The Flower Route or ‘Ruta de las Flores’, how it is called in Spanish, is a lovely route along El Salvador’s western mountain villages. It stretches about 30 kilometers between the towns Sonsonate and Ahuachapán. The route got its name from the colourful flowers lining the road between October and February. The flowers are an actual eye-catcher along the route, but the highlight are the charming colonial villages, lagoons and waterfalls you can encounter when visiting the Ruta de las Flores.


You can start your trip in Juayúa. Plan your trip to stay over during a weekend, when the famous food and gastronomy festival takes place. You can taste some of the best national cuisine, listen to music on the main square and look for souvenirs at the market stalls. The picturesque town of Juayúa is also the starting point for the Seven Waterfall hike or if you are just interested in a small walk, you can visit the waterfall Los Chorros de la Calera. Next on the route comes Apaneca, a small town which attracts tourists because of the two lagoons closeby. You can hike to the Laguna Verde or the Laguna de las Ninfas, which have well marked tracks.

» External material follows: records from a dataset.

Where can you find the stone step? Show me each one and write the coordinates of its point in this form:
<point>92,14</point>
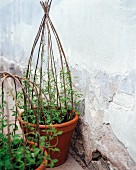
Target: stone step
<point>70,164</point>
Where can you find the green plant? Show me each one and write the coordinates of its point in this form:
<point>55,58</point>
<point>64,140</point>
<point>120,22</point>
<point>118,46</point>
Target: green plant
<point>11,143</point>
<point>51,90</point>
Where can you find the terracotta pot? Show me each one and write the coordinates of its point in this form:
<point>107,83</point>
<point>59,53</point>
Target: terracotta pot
<point>44,163</point>
<point>63,140</point>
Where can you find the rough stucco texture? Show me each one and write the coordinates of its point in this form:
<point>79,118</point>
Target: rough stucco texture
<point>100,40</point>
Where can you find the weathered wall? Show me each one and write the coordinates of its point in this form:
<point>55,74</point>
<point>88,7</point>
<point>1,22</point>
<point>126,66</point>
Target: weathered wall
<point>99,37</point>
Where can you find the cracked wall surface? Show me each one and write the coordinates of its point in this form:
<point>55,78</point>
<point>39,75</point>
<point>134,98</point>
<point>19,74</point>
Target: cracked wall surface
<point>100,42</point>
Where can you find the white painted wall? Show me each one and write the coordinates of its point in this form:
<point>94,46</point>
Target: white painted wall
<point>99,37</point>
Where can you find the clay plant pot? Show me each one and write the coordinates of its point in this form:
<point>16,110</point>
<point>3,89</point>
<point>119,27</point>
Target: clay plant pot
<point>44,163</point>
<point>63,140</point>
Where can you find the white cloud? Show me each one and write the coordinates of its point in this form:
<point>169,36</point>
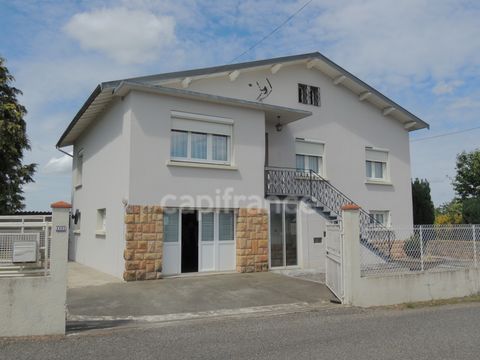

Another charming town is Ataco with its beautiful mural paintings and many coffee plantations. The cafés offer you the tasty and delicious local coffee, from which you should also bring some bags home. For many tourists, Ataco is the favourite and most welcoming village on the flower route. Also, the gastronomy fair taking place every weekend is rated higher than the one on Juayua by many visitors and locals. Ataco also has a stunning viewpoint, which gives you a nice panoramic view over the city and the surrounding coffee plantations.


Other smaller and often neglected villages along the flower route are Nahuizalco and Salcoatitán. Nahuizalco was an important Mayan town and even today is one of the few Salvadorian villages still rooted in its indigenous heritage. A popular attraction is the night market, which is illuminated by candles. Salcoatitán is famous for the many souvenir shops and coffee plantations around the village, providing the main income of its population.